Cassowary Coast Regional Council has released a statement in response to concerns raised regarding alleged failures at two separate sewerage pump stations at Port Hinchinbrook.
A Council spokesman confirmed the first complaint was received on Wednesday morning 17 March and related to a pump station near the corner of Keith Williams Drive and Poinciana Boulevard.
Investigations revealed that a grease crust had developed in the pump station well. This led to an unpleasant odour in the area. Council said it found no evidence of sewage overflow and the pumps at the pump station investigated were operating properly and as intended.
On Wednesday evening, Nick Dametto, State Member for Hinchinbrook approached Council with a second report of a potential pump station failure. This incident related to the pump station in the park area at the eastern end of Keith Williams Drive.
This matter was investigated and again Council said it found no evidence of sewage overflow or pump failure, but workers did find an odour issue from build up of grease in the nearby pump station well.
To eliminate the odour, maintenance was undertaken on Thursday 18 March which involved the use of a specialised truck to remove the accumulated fats, which were then disposed of at Tully Sewage Treatment Plant.

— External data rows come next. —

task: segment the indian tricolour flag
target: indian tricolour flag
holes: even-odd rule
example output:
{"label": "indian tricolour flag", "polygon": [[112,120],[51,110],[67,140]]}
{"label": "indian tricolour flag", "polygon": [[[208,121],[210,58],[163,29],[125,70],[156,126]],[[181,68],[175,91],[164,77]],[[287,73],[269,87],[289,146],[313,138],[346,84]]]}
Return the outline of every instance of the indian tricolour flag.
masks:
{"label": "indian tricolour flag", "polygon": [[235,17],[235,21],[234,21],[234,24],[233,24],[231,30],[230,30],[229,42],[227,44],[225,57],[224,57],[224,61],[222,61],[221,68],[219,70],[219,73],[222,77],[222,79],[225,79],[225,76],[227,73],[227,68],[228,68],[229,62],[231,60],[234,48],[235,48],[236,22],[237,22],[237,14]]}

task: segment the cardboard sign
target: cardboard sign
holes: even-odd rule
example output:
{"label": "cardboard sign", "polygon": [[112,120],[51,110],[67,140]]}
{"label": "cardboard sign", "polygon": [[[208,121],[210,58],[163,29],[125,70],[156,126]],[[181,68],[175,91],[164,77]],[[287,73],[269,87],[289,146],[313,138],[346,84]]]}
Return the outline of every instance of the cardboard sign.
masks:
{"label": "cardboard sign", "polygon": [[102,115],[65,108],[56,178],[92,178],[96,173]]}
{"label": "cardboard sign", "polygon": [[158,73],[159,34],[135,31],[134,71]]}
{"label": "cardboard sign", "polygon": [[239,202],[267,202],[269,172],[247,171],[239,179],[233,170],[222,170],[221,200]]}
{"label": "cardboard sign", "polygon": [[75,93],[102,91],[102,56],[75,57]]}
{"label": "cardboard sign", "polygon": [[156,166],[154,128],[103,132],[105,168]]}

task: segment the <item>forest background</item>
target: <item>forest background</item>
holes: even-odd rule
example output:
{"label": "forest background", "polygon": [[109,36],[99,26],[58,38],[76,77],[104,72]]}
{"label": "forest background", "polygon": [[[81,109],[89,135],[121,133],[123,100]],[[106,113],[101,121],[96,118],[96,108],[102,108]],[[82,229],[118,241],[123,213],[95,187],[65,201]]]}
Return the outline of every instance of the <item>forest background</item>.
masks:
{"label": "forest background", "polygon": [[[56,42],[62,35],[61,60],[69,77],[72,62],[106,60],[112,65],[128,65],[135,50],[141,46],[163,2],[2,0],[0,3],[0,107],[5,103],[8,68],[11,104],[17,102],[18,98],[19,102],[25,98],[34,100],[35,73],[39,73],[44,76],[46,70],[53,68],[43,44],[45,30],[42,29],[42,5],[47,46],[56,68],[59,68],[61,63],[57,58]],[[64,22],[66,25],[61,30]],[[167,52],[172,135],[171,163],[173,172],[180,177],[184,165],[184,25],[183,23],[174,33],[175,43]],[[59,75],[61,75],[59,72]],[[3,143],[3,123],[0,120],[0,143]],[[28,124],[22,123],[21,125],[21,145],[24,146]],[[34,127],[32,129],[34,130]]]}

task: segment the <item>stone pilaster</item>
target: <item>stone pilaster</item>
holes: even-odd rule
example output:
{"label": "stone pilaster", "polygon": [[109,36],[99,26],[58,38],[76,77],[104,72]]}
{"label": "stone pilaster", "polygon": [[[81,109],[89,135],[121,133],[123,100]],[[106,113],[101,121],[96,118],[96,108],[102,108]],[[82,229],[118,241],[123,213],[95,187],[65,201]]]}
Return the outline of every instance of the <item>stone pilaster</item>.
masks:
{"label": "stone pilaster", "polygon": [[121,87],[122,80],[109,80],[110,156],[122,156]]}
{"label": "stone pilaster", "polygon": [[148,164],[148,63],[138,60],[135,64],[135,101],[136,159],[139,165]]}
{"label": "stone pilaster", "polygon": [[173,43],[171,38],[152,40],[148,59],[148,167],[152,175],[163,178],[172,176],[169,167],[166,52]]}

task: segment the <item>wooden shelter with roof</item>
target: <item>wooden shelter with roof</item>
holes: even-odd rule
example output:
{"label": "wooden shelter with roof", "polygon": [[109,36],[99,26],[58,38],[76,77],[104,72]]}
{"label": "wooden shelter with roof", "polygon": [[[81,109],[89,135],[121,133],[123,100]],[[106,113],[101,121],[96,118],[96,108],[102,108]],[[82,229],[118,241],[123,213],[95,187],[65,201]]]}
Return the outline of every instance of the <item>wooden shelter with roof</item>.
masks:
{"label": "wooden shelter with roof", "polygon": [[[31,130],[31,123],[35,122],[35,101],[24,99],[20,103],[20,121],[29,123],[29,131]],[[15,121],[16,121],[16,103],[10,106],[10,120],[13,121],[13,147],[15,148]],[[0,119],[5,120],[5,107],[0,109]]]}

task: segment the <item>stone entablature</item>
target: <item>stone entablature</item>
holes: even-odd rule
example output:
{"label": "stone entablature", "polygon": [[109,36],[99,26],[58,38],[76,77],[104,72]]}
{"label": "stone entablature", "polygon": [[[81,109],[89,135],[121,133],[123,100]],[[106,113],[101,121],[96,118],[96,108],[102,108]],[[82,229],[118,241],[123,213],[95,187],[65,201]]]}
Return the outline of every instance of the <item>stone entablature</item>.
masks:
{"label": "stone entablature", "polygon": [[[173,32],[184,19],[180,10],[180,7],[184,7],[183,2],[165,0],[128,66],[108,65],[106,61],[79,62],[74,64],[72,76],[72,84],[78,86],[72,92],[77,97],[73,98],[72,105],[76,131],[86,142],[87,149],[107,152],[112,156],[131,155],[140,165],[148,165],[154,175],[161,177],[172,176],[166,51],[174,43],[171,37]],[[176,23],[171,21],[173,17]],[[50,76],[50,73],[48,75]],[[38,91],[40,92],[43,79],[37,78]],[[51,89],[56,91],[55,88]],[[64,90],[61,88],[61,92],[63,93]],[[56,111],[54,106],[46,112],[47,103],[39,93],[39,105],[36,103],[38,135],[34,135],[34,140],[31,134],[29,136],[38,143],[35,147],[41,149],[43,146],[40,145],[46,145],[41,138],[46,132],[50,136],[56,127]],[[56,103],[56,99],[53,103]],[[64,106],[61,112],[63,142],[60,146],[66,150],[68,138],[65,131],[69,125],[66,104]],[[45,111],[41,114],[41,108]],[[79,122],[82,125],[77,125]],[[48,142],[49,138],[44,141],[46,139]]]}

The impact of fats, oils and grease can be severe to sewerage infrastructure. Fats, oils and grease in residential areas can enter sewerage systems via sinks and dishwashers, and can accumulate resulting in odours, reduced pipework efficiency, pipe blockages and problems at the pump stations and treatment plant.
Council said this is a timely reminder to all residents that putting foreign objects such as fat, oils and grease down our drains can cause serious issues and these items should be disposed of correctly.